Just more than 10 percent of adults in the E.U. have received their first shot, compared to more than 50 percent of adults in the U.K. and 32 percent of adults in the United States.

President Joe Biden has said that there will be enough doses in the U.S. for every adult by the end of May, and the U.K. hopes to be able to offer all adults shots by the end of July. The E.U.’s target is to vaccinate 70 percent of adults by the end of the summer.

The U.S. and the U.K. are not known to have exported any vaccines. At the same time, manufacturers based in the E.U. have exported at least 41 million doses to 33 countries since the beginning of February, European Commission President Ursula von der Leyen said last week.

March 3, 202103:07

Last week, the White House announced a plan for the first U.S. exports: 4 million doses of the AstraZeneca Covid-19 vaccine to Canada and Mexico. The vaccine is not yet approved for use in the U.S.

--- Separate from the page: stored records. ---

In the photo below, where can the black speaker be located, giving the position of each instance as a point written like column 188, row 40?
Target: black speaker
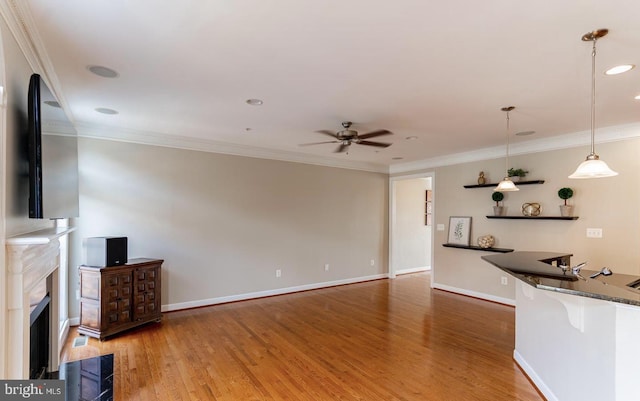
column 106, row 251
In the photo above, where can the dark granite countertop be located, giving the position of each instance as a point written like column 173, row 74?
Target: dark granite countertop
column 539, row 270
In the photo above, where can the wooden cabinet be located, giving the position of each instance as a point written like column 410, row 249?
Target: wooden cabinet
column 117, row 298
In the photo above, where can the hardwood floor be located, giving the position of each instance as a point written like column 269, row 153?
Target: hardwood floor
column 379, row 340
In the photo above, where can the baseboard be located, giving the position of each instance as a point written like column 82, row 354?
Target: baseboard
column 413, row 270
column 268, row 293
column 533, row 376
column 475, row 294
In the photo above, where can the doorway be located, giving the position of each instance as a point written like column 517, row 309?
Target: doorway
column 411, row 208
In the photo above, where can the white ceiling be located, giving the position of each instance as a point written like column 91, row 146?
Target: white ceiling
column 440, row 71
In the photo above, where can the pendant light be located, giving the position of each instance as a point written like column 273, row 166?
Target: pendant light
column 506, row 185
column 593, row 167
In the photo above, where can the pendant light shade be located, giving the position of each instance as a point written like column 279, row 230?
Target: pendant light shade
column 593, row 167
column 506, row 185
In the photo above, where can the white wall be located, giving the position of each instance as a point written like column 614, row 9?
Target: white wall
column 413, row 245
column 224, row 223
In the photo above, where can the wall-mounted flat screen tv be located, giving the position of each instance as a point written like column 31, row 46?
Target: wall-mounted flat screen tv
column 53, row 156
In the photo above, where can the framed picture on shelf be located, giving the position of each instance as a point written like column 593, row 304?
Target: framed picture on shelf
column 459, row 230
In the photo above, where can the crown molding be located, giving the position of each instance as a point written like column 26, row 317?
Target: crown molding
column 172, row 141
column 572, row 140
column 17, row 15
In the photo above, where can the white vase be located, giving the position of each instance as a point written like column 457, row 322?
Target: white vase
column 566, row 210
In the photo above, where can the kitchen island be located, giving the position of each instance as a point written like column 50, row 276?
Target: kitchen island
column 576, row 336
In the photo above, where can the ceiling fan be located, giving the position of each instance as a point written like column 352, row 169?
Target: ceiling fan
column 348, row 136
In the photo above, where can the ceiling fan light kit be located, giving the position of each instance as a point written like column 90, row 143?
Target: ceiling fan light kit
column 593, row 167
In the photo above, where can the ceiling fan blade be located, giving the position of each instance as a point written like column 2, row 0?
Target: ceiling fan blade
column 342, row 148
column 375, row 133
column 317, row 143
column 378, row 144
column 327, row 132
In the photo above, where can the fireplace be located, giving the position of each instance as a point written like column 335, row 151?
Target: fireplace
column 40, row 332
column 32, row 283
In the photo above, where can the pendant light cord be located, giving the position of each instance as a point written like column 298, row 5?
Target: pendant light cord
column 593, row 97
column 506, row 161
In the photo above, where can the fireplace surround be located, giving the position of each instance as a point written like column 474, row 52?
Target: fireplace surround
column 33, row 260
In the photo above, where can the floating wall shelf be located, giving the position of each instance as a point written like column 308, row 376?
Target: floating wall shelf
column 477, row 248
column 496, row 184
column 534, row 217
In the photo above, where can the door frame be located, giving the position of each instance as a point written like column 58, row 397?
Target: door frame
column 392, row 216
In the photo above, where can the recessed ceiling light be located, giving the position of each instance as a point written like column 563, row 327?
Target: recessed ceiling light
column 619, row 69
column 104, row 110
column 52, row 103
column 102, row 71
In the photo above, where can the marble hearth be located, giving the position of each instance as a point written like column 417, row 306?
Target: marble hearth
column 33, row 260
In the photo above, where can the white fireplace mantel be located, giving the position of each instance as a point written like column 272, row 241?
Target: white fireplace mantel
column 31, row 258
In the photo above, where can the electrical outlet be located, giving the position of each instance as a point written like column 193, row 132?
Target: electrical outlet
column 594, row 232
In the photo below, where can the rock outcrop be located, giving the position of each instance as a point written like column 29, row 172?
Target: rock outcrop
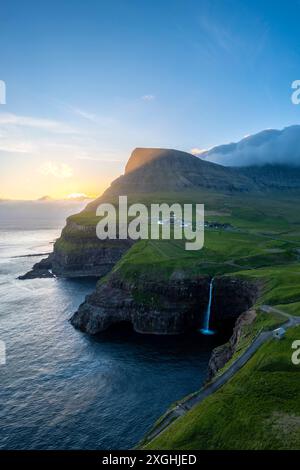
column 170, row 307
column 173, row 307
column 222, row 354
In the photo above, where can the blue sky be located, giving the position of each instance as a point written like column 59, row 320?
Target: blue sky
column 89, row 81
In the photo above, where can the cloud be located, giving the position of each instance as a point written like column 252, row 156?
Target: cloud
column 18, row 147
column 58, row 170
column 267, row 147
column 10, row 119
column 84, row 114
column 148, row 97
column 196, row 151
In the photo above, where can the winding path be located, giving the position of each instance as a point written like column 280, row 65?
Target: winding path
column 184, row 406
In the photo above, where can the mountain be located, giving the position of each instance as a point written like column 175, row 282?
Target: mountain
column 151, row 170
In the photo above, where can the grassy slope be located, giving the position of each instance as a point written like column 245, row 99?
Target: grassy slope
column 259, row 408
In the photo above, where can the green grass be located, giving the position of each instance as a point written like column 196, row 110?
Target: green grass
column 259, row 408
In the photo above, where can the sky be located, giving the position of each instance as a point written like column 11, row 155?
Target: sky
column 87, row 82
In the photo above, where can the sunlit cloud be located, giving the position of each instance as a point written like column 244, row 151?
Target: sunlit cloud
column 197, row 151
column 77, row 196
column 10, row 119
column 18, row 147
column 58, row 170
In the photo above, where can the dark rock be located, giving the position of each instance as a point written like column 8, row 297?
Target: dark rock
column 222, row 354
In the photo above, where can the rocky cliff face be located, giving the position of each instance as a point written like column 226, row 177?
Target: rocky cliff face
column 231, row 297
column 222, row 354
column 79, row 253
column 172, row 307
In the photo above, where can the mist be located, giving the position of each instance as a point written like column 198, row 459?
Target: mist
column 281, row 147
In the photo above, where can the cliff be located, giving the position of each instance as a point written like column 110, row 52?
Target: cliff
column 171, row 307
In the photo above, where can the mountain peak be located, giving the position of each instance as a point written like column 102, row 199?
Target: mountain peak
column 142, row 156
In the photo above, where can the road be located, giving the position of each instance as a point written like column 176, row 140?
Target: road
column 198, row 397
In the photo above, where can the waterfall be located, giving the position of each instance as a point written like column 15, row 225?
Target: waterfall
column 205, row 329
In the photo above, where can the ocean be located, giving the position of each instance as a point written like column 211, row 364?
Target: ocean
column 63, row 389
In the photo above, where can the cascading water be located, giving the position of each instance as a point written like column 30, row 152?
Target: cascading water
column 205, row 329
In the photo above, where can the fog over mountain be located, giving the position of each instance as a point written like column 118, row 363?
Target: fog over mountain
column 267, row 147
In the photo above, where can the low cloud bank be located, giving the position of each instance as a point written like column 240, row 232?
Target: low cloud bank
column 267, row 147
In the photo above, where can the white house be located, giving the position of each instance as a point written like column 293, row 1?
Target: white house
column 279, row 333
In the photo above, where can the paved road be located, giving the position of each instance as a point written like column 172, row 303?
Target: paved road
column 193, row 400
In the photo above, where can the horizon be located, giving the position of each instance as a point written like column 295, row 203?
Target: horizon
column 213, row 73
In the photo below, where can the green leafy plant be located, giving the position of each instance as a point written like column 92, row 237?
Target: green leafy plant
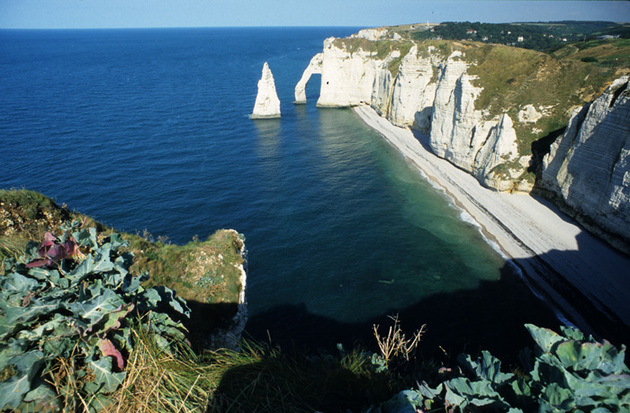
column 67, row 308
column 568, row 373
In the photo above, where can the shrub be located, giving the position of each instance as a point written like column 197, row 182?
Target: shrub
column 568, row 373
column 67, row 309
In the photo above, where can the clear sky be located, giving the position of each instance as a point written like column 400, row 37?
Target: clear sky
column 358, row 13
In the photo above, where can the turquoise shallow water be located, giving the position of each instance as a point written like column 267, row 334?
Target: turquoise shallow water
column 148, row 129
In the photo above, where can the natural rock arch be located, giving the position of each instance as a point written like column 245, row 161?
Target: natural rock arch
column 314, row 67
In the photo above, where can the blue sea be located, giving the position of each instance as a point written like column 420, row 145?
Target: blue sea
column 148, row 129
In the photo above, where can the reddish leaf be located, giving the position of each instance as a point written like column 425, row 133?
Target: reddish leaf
column 39, row 263
column 108, row 349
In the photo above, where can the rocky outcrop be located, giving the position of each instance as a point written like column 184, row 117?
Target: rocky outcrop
column 588, row 167
column 229, row 334
column 483, row 120
column 267, row 103
column 414, row 91
column 314, row 67
column 431, row 92
column 348, row 76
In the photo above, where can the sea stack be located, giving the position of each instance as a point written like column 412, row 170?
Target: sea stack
column 267, row 103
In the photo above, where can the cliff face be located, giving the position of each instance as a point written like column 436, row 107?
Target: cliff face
column 267, row 104
column 484, row 105
column 429, row 91
column 588, row 167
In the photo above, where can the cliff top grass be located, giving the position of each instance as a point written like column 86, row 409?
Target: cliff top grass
column 511, row 78
column 380, row 49
column 205, row 272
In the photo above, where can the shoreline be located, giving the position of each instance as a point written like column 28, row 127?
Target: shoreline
column 567, row 267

The U.S. has also said that it would donate up to $4 billion to the humanitarian program COVAX, which aims to fairly distribute vaccines between rich countries and the developing world. However, critics have said that these countries need the vaccines more than the money.

And any slowdown in the distribution of vaccines because of trade barriers could exacerbate the situation.

“Trade restrictions, to the extent that they actually impede a proper and orderly rollout of the vaccine internationally, could actually indirectly create more problems down the line by creating more variants that we don’t know how to deal with,” said Flavio Toxvaerd, an economic epidemiologist at the University of Cambridge.

According to Matt Linley, a senior analyst with Airfinity, a science analytics company, the supply of vaccines in the U.S. could also come under pressure if the E.U. enacts trade restrictions.

“There is the potential that countries start putting pressure on the U.S. to start releasing Pfizer doses and Moderna doses if they are not coming out of Europe,” he said.

For the moment, U.K. politicians this week stressed the need for international cooperation on vaccines, in what looked to be an effort to avoid an escalation of tensions with the E.U. But these trade pressures are likely to stick around for the foreseeable future, according to Yates of Chatham House.

“It’s not going to go away, particularly if we are looking at needing booster vaccines and new vaccines coming along,” he said. “This really could develop into a major issue for global health going forward.”